Nous présentons d’abord (1) le
sens du terme « doulos »
(serviteur, esclave), puis (2) le thème de l’ami (philos) et le verbe « aimer d’amitié » (phileô) dans l’Évangile.
Pour comprendre le sens du terme « doulos » en Jn
15,15.20 nous l’observons (1) en Is 41,8-9, (2) dans les textes pauliniens, et
(3) dans l’Évangile de Jean.
(1) Le texte d’Is 41,8-9 nous aide à comprendre le thème du
« serviteur » : « 8 Et toi, Israël, mon serviteur (pais mou, LXX), Jacob, que j’ai choisi,
race d’Abraham, mon ami (hon ègapèsa,
LXX), 9 toi que j’ai saisi aux extrémités de la terre, que j’ai appelé des
contrées lointaines, je t’ai dit : “Tu es mon serviteur (pais mou, LXX), je t’ai choisi (exelexamèn, LXX), je ne t’ai pas
rejeté”. » Dans le texte de la Septante (LXX), il s’agit du terme « pais » qui signifie enfant, petit enfant, serviteur, esclave. En tout cas, « serviteur
de Dieu » est un titre prestigieux. En Is 41,8-9, les trois thèmes qui vont
ensemble (être serviteur de Dieu, être choisi par lui et être son ami) se retrouvent
en Jn 15,15.16.20.
(2) Dans les lettres de Paul, le
terme « doulos » peut avoir
l’un des trois sens : (a) d’abord, « doulos » est un titre louable. Paul se présente en Rm 1,1 : « Paul,
serviteur (doulos) du Christ Jésus, apôtre par vocation,
mis à part pour annoncer l’Évangile de Dieu. » Serviteur du Christ Jésus est un titre honorable qui assure le statut et
la mission de Paul. (b) Ensuite « doulos » a un sens
neutre désignant un esclave, un serviteur dans la société.
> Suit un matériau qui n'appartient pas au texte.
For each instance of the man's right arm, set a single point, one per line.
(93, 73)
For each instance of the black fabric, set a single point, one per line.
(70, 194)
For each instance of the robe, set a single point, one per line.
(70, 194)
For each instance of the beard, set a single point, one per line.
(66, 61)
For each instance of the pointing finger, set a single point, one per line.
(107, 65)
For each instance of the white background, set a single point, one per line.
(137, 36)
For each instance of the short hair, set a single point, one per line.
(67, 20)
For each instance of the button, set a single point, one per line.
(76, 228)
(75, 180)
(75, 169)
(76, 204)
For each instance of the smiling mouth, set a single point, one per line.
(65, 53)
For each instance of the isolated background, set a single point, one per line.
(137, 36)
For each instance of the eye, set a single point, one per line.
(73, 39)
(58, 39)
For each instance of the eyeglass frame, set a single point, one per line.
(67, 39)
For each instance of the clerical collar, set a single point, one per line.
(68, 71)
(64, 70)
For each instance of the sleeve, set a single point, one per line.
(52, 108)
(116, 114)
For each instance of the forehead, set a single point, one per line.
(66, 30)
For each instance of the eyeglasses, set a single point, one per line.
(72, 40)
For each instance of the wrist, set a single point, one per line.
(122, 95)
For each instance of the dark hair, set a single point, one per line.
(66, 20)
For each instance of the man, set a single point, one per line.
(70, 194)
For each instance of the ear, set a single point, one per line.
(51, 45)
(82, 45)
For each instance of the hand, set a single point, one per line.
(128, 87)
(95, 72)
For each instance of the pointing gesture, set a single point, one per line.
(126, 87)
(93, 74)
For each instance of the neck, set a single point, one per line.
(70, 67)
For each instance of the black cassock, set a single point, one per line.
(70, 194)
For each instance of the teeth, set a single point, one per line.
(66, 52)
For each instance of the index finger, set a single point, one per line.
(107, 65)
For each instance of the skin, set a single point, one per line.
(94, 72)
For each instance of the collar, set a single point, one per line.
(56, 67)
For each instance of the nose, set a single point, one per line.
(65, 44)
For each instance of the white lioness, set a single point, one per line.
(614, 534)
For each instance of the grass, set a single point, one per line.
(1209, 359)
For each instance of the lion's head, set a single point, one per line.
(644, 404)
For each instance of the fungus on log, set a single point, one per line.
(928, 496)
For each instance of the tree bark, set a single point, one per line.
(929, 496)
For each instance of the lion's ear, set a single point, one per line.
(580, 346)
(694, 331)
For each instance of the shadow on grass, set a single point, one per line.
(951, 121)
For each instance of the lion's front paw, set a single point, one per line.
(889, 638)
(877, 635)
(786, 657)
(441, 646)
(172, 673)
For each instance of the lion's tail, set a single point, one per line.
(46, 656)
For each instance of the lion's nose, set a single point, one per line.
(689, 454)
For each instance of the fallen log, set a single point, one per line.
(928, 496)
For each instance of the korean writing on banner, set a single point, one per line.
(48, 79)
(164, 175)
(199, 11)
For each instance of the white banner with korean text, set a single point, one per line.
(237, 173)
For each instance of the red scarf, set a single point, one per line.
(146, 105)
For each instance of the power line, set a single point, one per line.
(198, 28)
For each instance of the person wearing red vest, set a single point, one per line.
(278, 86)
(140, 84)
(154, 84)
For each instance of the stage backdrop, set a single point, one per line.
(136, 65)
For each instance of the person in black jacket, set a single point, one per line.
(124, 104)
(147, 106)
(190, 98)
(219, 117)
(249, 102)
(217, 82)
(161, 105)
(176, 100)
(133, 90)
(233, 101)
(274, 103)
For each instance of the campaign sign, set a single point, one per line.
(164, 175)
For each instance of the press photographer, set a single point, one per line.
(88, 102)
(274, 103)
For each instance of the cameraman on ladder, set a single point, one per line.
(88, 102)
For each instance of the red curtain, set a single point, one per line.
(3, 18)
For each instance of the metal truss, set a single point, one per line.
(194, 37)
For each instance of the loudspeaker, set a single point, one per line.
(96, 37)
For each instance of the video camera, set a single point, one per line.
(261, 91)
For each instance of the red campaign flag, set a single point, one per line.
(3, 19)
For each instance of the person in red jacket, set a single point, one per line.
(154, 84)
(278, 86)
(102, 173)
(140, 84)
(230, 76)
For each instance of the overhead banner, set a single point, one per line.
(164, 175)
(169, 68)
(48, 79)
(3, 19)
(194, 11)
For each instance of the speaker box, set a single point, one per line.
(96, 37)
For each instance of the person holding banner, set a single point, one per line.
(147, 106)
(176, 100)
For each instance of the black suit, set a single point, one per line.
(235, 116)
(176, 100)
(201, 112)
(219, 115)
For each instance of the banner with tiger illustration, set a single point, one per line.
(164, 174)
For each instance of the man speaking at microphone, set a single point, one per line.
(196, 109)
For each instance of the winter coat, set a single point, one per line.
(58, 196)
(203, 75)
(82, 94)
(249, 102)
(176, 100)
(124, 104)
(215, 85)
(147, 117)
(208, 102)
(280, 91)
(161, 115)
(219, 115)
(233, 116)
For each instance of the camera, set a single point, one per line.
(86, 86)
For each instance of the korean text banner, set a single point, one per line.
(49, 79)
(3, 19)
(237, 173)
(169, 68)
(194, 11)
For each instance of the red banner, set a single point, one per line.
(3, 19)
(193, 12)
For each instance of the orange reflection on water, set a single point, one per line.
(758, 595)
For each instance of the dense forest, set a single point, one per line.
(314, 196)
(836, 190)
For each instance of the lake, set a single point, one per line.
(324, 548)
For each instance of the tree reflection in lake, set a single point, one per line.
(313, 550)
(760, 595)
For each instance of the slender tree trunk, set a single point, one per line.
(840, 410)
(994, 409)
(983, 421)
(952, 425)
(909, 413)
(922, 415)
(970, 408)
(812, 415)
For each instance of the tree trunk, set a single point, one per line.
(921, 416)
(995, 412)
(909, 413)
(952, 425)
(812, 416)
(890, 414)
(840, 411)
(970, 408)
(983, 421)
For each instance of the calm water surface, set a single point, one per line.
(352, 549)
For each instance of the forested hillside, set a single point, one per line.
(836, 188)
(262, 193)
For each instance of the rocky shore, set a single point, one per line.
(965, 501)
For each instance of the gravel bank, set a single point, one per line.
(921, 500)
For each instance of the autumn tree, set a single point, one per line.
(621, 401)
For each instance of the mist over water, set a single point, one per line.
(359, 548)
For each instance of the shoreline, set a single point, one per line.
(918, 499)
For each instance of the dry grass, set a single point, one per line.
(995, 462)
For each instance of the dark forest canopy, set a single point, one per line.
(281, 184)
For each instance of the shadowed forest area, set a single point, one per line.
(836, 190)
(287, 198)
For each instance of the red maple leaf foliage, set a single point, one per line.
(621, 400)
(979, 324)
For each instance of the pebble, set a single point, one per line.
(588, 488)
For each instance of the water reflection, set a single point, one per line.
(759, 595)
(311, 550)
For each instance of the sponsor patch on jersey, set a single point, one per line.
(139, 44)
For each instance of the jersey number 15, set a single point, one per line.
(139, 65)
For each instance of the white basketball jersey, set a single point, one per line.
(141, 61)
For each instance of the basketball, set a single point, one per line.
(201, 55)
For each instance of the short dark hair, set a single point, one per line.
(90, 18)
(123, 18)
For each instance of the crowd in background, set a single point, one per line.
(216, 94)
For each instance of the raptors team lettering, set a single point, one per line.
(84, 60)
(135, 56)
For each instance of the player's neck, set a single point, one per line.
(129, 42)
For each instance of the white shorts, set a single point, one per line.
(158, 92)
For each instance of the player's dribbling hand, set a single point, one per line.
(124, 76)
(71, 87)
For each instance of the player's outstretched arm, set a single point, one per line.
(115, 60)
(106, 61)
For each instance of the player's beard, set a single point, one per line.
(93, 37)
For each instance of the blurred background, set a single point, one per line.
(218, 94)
En gardant la foi en Jésus Christ, un « doulos » peut rester dans son statut d’esclave mais il est libre devant le
Seigneur et les frères. Paul écrit en 1Co 7,21 : « Étais-tu esclave (doulos),
lors de ton appel ? Ne t’en soucie pas. Et même si tu peux devenir libre,
mets plutôt à profit ta condition d’esclave. » Appliquer à la vie
spirituelle, Paul parle de « l’esclave à l’impureté » et de « l’esclave
à la justice » en Rm 6,19 : « J’emploie une comparaison humaine
en raison de votre faiblesse naturelle. – Car si vous avez jadis offert vos
membres comme esclaves (doula) à
l’impureté et au désordre de manière à vous désordonner, offrez-les de même
aujourd’hui à la justice, pour vous sanctifier. » La phrase
« offrez-les de même aujourd’hui à la justice » (BiJér, 2000) littéralement : « Maintenant, mettez vos
membres comme esclaves (doula) à la
justice. » (c) Enfin, le croyant n’est plus « doulos » mais fils. Paul écrit en Ga 4,7 : « Aussi
n’es-tu plus esclave (doulos), mais
fils ; fils, et donc héritier de par Dieu. » Ainsi, le terme « doulos » dans les lettres de Paul peut
avoir un sens positif (Rm 1,1), neutre (1Co 7,21 ; Rm 6,19) ou négatif (Ga
4,7).
(3) Dans l’Évangile de Jean, le terme « doulos » apparaît en onze occurrences (4,51 ; 8,34.35 ; 13,16 ; 15,15a.15b ; 15,20 ;
18,10a.10b ; 18,18.26) avec trois sens. (a) Dans le
premier, le serviteur est en lien avec son maître dans une famille ou une
institution (cinq occurrences) : serviteurs d’un fonctionnaire royal
(4,51), du grand prêtre (18,10a.10b ; 18,26) et de la maison du grand
prêtre (18,18). Le serviteur ici n’a pas le sens péjoratif. (b) Par contre le
deuxième sens (deux occurrences en 8,34.35) est négatif. Jésus dit aux Juifs en
8,34b : « Quiconque commet le péché est
esclave (doulos). » L’opposition se joue entre « être libre » ou « être
esclave » (8,33). Pour être
libre, il faut « devenir les vrais disciples de Jésus » (8,31). (c) Le troisième sens de « doulos » décrit
la relation entre Jésus et ses disciples (quatre occurrences en 13,16 ; 15,15a.15b.20). En 13,16 et 15,20, il
s’agit d’une parole appliquée implicitement à Jésus et à ses disciples : « Le serviteur (doulos) n’est pas plus grand que son maître (kuriou). » Par contre, en 15,15a Jésus leur dit : « Je ne vous appelle plus serviteurs (doulous),
car le serviteur (doulos) ne sait pas
ce que fait son maître (kurios). »
Notons que Jésus n’a jamais appelé directement les disciples serviteurs. Nous
expliquerons le statut du serviteur dans ces versets plus tard. Comme dans les lettres de Paul, « doulos » dans l’Évangile de Jean peut avoir un sens positif (13,16 ; 15,20),
neutre (4,51 ; 18,10.18.26) ou négatif (8,34.35).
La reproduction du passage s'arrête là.